Exercises to help you get creative
“The Creator created us as creators. Most people are afraid of their creativity, because it is a profound opening of the heart and mind. We do not do creativity. It does us. It is a deep surrender that adds art, healing, beauty, and bonding to the world. Creativity is one of life’s gifts that makes us profusely happy.” – Chuck Spezzano – Psychologist
Here are some art exercises to get you in the creative flow…
Draw or paint your emotion
Use colour and paints to explore how you are feeling. Do a 5 minute word association of all the feelings/emotion words you can think of (anger, love, jealousy, fear, joy). Now choose one word to explore using art and colour. Set a time-limit of 10/15 minutes to explore this emotion through spontaneous art. Don’t think, just do what comes naturally and to mind.
Make a stress painting. Choose colours that represent your stress and jab, scribble and paint your problems away. Get as abstract and as crazy as you want.
Put together a journal. Journals don’t have to just be based around words. You can make an art journal as well, that lets you visually express your emotions
Use line art. Line is one of the simplest and most basic aspects of art, but it can also contain a lot of emotion. Use simple line art to demonstrate visually how you’re feeling.
Paint inside a heart. Using a heart as a pattern, fill in different parts of the heart with the emotions you’re feeling right now
Paint to music. Letting your creativity flow in response to music is a great way to let out feelings and just relax
Make a scribble drawing. With this activity, you’ll turn a simple scribble into something beautiful, using line, colour and your creativity.
Finger paint. Finger painting isn’t just fun for kids– adults can enjoy it as well. Get your hands messy and really have fun spreading paint around
Draw in the dark. Not being able to judge what you’re drawing or having to worry about whether or not it’s “right” can be very liberating.
Paint or draw a picture using the opposite hand, to the hand you usually write with.
Draw something HUGE. Then something very small. Getting your body involved and moving around can help release stress as you’re drawing.

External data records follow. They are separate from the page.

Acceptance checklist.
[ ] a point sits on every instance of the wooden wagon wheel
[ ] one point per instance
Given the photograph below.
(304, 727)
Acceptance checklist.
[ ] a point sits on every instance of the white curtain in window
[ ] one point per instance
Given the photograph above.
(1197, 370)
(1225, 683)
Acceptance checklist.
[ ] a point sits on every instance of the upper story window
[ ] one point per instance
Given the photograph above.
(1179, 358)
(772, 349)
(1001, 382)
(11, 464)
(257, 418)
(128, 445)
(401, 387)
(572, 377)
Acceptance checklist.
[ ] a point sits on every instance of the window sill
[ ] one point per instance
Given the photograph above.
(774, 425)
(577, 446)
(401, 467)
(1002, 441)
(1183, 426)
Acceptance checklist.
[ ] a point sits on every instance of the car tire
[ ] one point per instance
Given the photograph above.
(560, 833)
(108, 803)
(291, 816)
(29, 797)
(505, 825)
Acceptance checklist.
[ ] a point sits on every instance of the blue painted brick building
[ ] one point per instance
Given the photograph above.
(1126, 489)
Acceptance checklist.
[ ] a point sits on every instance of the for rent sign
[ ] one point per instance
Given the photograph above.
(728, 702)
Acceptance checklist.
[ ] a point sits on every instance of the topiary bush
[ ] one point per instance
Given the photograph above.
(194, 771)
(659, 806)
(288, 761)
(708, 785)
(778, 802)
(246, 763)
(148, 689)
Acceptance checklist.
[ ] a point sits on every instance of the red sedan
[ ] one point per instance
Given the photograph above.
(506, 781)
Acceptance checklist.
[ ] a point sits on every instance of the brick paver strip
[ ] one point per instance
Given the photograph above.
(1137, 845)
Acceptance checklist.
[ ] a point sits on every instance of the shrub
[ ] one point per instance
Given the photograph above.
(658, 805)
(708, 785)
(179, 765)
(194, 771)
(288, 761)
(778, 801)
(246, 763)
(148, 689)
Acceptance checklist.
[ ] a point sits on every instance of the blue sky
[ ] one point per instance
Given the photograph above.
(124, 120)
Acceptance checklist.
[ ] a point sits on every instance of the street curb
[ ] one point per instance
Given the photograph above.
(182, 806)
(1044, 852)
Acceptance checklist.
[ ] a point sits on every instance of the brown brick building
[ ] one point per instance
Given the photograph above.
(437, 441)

Take a sketch book outside and sit in the local park or garden and draw what you see. Draw whatever takes your fancy. The autumn leaves falling from the trees and glittering in the sun, the drops of dew on the delicate rose petals or the neighbour’s cat sunbathing on the dustbins! There is beauty everywhere, even, in fact more so in the ordinary, we just get complacent and fail to see the wonder of life in front of our noses.